NotImplementedError – if __call__ and sample are not overwritten.

Note

  • mps devices might not work for all callbacks.

finalize(*args, **kwargs)[source]

Gets called at the end of sampling. Can access any variable in locals() when called. Should be used for calucalting stats over chains, for example average chain loss.

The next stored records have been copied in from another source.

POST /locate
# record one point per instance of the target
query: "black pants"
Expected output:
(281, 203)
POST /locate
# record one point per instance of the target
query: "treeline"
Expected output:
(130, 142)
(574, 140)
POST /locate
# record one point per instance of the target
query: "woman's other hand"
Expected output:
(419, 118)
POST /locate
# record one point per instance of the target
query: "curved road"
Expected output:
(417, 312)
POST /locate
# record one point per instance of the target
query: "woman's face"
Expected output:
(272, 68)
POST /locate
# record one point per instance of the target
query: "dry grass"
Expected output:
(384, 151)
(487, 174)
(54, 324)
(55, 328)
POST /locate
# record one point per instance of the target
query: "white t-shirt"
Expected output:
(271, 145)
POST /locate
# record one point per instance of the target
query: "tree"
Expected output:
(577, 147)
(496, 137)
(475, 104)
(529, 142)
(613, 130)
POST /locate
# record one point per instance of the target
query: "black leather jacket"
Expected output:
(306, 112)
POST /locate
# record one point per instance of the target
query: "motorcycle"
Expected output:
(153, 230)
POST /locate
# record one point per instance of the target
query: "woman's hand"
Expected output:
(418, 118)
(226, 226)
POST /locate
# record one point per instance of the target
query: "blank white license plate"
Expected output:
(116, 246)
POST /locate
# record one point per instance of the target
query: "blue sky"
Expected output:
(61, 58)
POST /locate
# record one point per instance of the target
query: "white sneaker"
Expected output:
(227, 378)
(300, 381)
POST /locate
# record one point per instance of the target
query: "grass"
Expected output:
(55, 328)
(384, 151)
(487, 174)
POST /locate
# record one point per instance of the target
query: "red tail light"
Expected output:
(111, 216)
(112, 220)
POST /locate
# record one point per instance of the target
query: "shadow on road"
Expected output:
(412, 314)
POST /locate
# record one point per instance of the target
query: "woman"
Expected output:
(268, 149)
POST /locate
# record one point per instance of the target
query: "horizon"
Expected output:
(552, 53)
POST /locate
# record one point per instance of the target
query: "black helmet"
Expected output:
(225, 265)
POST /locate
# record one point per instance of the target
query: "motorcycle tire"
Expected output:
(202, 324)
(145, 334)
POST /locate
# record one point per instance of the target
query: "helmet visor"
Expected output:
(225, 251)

sample(*args, **kwargs)[source]

Does not get called automatically, but functions as an interface to easily access stats calculated by the callback.

devinterp.slt.cov module

class devinterp.slt.cov.BetweenLayerCovarianceAccumulator(model, pairs: Dict[str, Tuple[str, str]], device: device | str = 'cpu', num_evals: int = 3, **accessors: Callable[[Module], Tensor])[source]

Bases: object

A CovarianceAccumulator to compute covariance between arbitrary layers. For use with devinterp.slt.sampler.sample().

Parameters:
  • model (torch.nn.Module) – The model to compute covariances on.

  • pairs (Dict[str, Tuple[str, str]]) – Named pairs of layers to compute covariances on.

  • device (str | torch.device, optional) – Device to perform computations on, e.g., ‘cpu’ or ‘cuda’. Default is ‘cpu’

  • num_evals (int) – number of eigenvectors / eigenvalues to compute. Default is 3

  • accessors (Callable[[nn.Module], torch.Tensor]) – Functions to access attention head weights.

sample()[source]
Returns:

A dict with named_pairs keys, with corresponding values {"evals": eigenvalues_of_cov_matrix, "evecs": eigenvectors_of_cov_matrix, "matrix": cov_matrix}. (Only after running devinterp.slt.sampler.sample(..., [covariance_accumulator_instance], ...)).

class devinterp.slt.cov.CovarianceAccumulator(num_weights: int, accessors: List[Callable[[Module], Tensor]], device: device | str = 'cpu', num_evals: int = 3)[source]

Bases: SamplerCallback

A callback to iteratively compute and store the covariance matrix of model weights. For passing along to devinterp.slt.sampler.sample().

Parameters:
  • num_weights (int) – Total number of weights.

  • accessors (List[Callable[[nn.Module], torch.Tensor]]) – Functions to access model weights.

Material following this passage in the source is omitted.